Staff Sergeant Jessica Wilhelm, right, assists Senior Airman Nicholas Higbee, adjust his harness on Tuesday May 22, 2007 prior to performing corrosion control on an antenna situated atop the Glideslope tower. SSgt Wilhelm and SrA Higbee are airfield systems maintenance technicians assigned to the 62nd Communications Sqaudron. (U.S. Air Force photo/Abner Guzman)(Released)

MCCHORD AIR FORCE BASE, Wash. -- In a region known for overcast skies and incessant rain showers, the chances are good C-17 Globemaster III pilots don't land at McChord very often on sight alone because dense fog, heavy rain, sleet, strong winds and occasional snowfall can reduce visibility, forcing them to depend on their navigation instruments. 

The 62nd Communications Squadron's meteorological and navigation section maintains all of the equipment that makes it possible for each aircraft to land safely in bad weather. 

The section monitors and maintains eight instrument shelters, seven of which are on the flightline.

Each piece of navigation equipment inside the shelters emits a radio wave that helps give the incoming aircraft's navigation system an accurate approach path. 

Periodic maintenance checks are all part of keeping the shelters up and running, said Staff Sgt. Jessica Wilhelm, 62nd CS. 

Each instrument location is housed in a climate-controlled atmosphere, but sometimes nature can cause chaos. 

"Birds can land on them and spiders can build webs around them," Sergeant Wilhelm said. 

Though seemingly insignificant, the small disturbances could cause issues with the signal, she said. 

The section is also constantly checking to see that other outside disturbances or power outages haven't caused the instruments to drift outside their parameters, she said. 

A signal operating outside its parameters could have tragic repercussions. 

"The signals have to be accurate because there is very little margin of error," said Tech. Sgt. William Dixon, 62nd CS. 

If an aircraft comes in off the center line due to an instrument malfunction, it could miss the runway and possibly crash, he said. 

In addition to paving the way for pilots to have an accurate path to the runway, the section also makes communication possible between all parties involved in the mission and services the equipment that delivers accurate weather information. 

The section maintains the radios and weather equipment at the command post, base weather and base operations in Bldg. 1172 and the radios in the control tower that each use to communicate with incoming aircraft. 

The weather equipment at various locations around the flightline collects data and sends it to a central terminal, Sergeant Dixon said. 
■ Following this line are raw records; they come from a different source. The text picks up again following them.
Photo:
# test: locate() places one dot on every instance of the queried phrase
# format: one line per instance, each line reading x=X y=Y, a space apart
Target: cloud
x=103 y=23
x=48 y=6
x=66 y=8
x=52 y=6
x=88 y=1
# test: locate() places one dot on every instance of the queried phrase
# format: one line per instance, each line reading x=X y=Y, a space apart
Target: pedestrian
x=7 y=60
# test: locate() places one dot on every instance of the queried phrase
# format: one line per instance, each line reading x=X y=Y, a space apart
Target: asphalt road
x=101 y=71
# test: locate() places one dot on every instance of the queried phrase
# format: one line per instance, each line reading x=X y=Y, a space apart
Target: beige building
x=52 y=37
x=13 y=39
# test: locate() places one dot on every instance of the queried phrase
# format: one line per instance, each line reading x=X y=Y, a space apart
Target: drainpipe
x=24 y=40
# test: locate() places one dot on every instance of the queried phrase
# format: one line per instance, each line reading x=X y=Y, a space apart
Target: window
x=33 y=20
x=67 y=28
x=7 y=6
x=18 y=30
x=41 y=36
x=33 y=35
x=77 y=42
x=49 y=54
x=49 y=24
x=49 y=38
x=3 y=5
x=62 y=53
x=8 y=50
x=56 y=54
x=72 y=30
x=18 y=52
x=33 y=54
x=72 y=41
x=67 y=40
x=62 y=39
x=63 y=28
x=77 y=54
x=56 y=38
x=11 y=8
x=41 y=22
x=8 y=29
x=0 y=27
Using the weather data, base officials are able to determine if the runway provides the safest conditions for landing when it comes to headwinds or tailwinds, Sergeant Wilhelm said. 

The section's responsibilities even reach to other locations, as they maintain the weather systems at Fort Lewis and an automated weather observation station in Yakima. 

When it comes to landing airplanes at McChord, no matter the conditions, if the meteorological and navigational section's equipment is fully operational, pilots have a clear path to the runway and Airmen can continue to accomplish their global airlift mission.